I know blog entries are supposed to be a person's commentary and opinion and such, and I know also that film critics/reviews are generally pretty intelligent or at least well written, but bear with me 'cause I really don't feel like I have anything intelligent to say about the films.

Not to say that the films I screened aren't worth watching; quite the contrary! Well, with the exception of one of the films. Ghosts, Oh, Saigon, Cats of Mirikitani and Owl are all quite good.

Without going into much detail, I'll leave it up to the film festival's own writers/reviewers and their descriptions. Actually, I find that most of their descriptions of the films are pretty accurate, since that's how I decided what films I wanted to screen anyway.

Shanghai Kiss (playing Friday in San Jose) - well, the acting is pretty good but the script is just a little unbelievable. Praise for making an Asian American feature-length narrative, but it does just fall short of my expectations. I have a feeling both shows are sold out 'cause the supposed premise is a love connection between two Asian/Americans - and it stars Kelly Hu.

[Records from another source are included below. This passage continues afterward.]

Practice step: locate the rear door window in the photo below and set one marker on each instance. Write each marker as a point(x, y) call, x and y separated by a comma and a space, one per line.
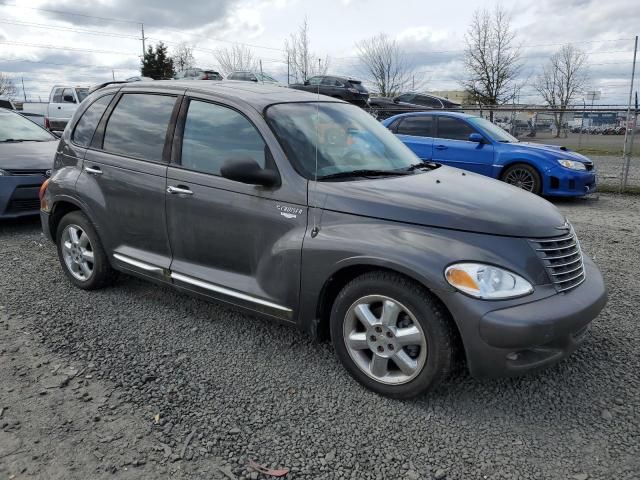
point(87, 124)
point(453, 129)
point(418, 126)
point(138, 126)
point(68, 96)
point(57, 95)
point(214, 134)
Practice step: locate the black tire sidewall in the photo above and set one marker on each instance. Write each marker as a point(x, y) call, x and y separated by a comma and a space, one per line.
point(537, 179)
point(102, 271)
point(439, 354)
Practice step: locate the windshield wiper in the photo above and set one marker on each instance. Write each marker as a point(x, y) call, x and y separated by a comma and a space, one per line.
point(416, 166)
point(363, 173)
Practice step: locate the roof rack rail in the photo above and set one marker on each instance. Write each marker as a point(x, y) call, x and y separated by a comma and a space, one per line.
point(93, 88)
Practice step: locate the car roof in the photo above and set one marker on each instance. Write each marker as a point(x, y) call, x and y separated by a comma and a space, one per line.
point(439, 113)
point(257, 95)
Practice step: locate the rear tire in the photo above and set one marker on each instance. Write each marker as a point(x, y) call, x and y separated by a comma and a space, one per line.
point(523, 176)
point(81, 254)
point(404, 346)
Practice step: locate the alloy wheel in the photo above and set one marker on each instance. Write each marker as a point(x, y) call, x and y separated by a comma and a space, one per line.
point(384, 339)
point(521, 178)
point(77, 252)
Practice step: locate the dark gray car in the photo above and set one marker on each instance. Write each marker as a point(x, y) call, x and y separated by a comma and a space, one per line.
point(26, 159)
point(312, 213)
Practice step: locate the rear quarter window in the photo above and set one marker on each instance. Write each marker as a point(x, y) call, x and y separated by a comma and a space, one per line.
point(138, 126)
point(86, 126)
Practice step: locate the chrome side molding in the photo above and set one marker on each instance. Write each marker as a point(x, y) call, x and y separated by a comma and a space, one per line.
point(147, 267)
point(226, 291)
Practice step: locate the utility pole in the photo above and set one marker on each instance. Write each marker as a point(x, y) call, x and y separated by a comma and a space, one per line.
point(143, 39)
point(626, 157)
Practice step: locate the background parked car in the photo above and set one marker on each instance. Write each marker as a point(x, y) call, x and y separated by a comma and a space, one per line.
point(475, 144)
point(63, 102)
point(197, 74)
point(26, 159)
point(408, 102)
point(246, 76)
point(344, 88)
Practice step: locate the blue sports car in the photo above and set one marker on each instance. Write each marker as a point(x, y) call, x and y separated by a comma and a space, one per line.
point(475, 144)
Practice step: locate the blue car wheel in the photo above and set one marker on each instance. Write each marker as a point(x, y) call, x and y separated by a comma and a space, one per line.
point(523, 176)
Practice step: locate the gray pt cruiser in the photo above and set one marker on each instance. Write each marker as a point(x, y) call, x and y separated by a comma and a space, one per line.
point(307, 210)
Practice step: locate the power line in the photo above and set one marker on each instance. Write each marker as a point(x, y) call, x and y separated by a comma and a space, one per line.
point(72, 49)
point(60, 12)
point(69, 29)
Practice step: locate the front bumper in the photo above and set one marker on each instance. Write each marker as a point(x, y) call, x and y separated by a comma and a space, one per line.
point(528, 336)
point(563, 182)
point(19, 195)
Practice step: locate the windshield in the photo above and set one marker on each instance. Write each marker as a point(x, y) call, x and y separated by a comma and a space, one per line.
point(263, 77)
point(14, 127)
point(82, 93)
point(347, 139)
point(495, 132)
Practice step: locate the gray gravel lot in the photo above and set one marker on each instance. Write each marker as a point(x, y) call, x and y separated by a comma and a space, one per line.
point(250, 389)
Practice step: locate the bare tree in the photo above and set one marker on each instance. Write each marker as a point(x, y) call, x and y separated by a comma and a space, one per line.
point(183, 57)
point(303, 63)
point(7, 87)
point(561, 80)
point(236, 57)
point(492, 58)
point(385, 65)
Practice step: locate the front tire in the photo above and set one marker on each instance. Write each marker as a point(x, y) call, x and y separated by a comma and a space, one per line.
point(392, 335)
point(81, 254)
point(523, 176)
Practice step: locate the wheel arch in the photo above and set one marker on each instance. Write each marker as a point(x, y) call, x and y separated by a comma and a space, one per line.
point(346, 273)
point(60, 208)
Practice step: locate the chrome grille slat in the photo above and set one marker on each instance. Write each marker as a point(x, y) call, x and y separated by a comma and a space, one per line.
point(562, 259)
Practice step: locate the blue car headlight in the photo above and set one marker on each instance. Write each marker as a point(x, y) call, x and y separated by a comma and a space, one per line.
point(571, 164)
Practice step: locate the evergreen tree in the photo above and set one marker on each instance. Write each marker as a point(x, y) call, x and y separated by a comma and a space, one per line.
point(157, 64)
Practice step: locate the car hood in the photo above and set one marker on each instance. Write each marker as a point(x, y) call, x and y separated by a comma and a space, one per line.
point(556, 150)
point(27, 155)
point(444, 198)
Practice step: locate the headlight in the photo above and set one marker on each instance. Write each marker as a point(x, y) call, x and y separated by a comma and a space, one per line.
point(572, 164)
point(486, 281)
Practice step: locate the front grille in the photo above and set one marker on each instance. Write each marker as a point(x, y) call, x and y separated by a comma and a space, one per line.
point(562, 259)
point(27, 172)
point(23, 205)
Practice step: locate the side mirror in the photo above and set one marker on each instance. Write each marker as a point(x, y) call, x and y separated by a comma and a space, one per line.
point(247, 170)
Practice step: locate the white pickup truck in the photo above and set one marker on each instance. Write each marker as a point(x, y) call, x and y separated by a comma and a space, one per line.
point(63, 101)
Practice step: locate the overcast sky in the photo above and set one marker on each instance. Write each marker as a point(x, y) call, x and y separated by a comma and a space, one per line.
point(41, 42)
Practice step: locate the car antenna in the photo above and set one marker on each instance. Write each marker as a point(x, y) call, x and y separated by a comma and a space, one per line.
point(315, 229)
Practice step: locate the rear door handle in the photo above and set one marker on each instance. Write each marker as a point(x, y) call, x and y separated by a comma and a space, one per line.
point(179, 190)
point(93, 170)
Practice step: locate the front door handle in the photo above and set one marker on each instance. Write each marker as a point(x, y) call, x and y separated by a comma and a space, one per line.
point(93, 170)
point(179, 190)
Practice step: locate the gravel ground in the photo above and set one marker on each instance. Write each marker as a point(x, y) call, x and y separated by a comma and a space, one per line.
point(202, 389)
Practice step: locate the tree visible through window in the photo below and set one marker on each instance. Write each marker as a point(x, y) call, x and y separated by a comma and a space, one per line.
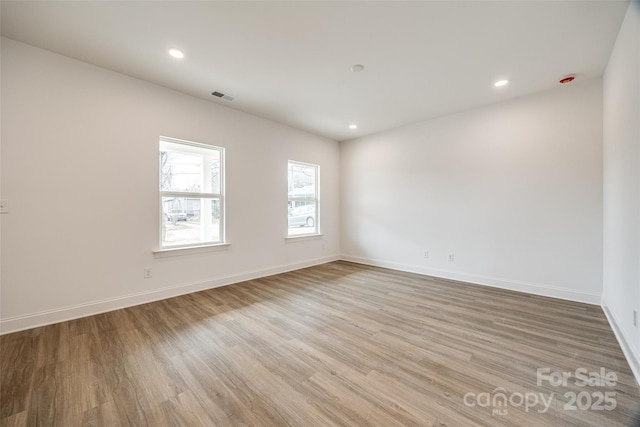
point(303, 200)
point(191, 194)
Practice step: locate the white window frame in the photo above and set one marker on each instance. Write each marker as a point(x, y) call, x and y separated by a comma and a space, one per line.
point(315, 200)
point(190, 147)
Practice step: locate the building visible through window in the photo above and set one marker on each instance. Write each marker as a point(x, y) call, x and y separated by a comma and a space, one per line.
point(191, 194)
point(303, 200)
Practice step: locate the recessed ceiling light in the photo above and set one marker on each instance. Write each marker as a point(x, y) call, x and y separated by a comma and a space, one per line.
point(176, 53)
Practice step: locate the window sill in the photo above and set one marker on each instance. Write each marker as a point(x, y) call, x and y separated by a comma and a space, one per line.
point(191, 250)
point(303, 237)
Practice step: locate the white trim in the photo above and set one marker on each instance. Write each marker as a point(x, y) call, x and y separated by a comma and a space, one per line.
point(302, 237)
point(512, 285)
point(189, 250)
point(630, 352)
point(33, 320)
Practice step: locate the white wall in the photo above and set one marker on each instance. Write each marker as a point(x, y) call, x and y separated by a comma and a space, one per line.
point(513, 189)
point(80, 169)
point(622, 186)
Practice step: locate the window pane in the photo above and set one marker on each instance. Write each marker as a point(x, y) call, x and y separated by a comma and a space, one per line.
point(190, 221)
point(302, 180)
point(194, 173)
point(180, 172)
point(215, 169)
point(302, 218)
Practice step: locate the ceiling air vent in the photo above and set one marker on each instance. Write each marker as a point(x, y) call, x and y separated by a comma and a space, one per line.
point(222, 96)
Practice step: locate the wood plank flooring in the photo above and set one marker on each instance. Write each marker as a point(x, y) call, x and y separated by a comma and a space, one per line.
point(339, 344)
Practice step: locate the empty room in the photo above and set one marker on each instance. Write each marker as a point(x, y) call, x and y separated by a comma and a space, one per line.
point(320, 213)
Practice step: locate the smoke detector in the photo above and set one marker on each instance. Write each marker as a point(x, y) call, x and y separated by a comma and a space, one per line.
point(222, 96)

Owl and the Sparrow is also a little hard to believe but the story is just so beautiful and the little girl actor so endearing, that it doesn't really matter. The characters: an awkward zookeeper, an awkward flight attendant, and a sharp little orphan girl - can't beat that!

Ghosts (playing today in SF) is not about Asian Americans but rather undocumented Chinese immigrants in England, but the experience is pretty "universal." It's not a documentary but it is based on a true story and is just an amazing film if you care at all about people. It sort of reminds me of Fast Food Nation, another good film that few people saw, that people thought was a documentary - both focus on the plight of undocumented workers.

Oh, Saigon (playing today in SF and Sunday in San Jose) is, like Cats (playing Saturday in San Jose), a lot about discovery through the process of filmmaking. It's pretty cool since the director, Doan Hoang, documents her family. It's hidden family secrets, crazy family dynamics and all that juicy stuff tied into politics and more. Good, real life lesson on conflict resolution, something I think anyone can relate to, but this is specifically about a Vietnamese family living in the midwest and their return to visit Vietnam and the rest of the family that didn't leave.


Visit the film festival's website for more information on when the films are playing, where and how to get tickets.


Momo Chang

Senior Contributing Editor

Momo Chang is the Content Manager at the Center for Asian American Media, and freelances for magazines, online publications, and weeklies. Her writings focus on Asian American communities, communities of color, and youth culture. She is a former staff writer at the Oakland Tribune. Her stories range from uncovering working conditions in nail salons, to stories about “invisible minorities” like Tongan youth and Iu Mien farmers. She has freelances The New York Times, WIRED, and East Bay Express, among other publications.



Momo: I've been meaning to comment about your blogging as a brand-new Mom ... You're amazing. It is also cool to see how blogging is a form of journalism/communication that one can do at all stages of one's life. Keep up the good work on all fronts.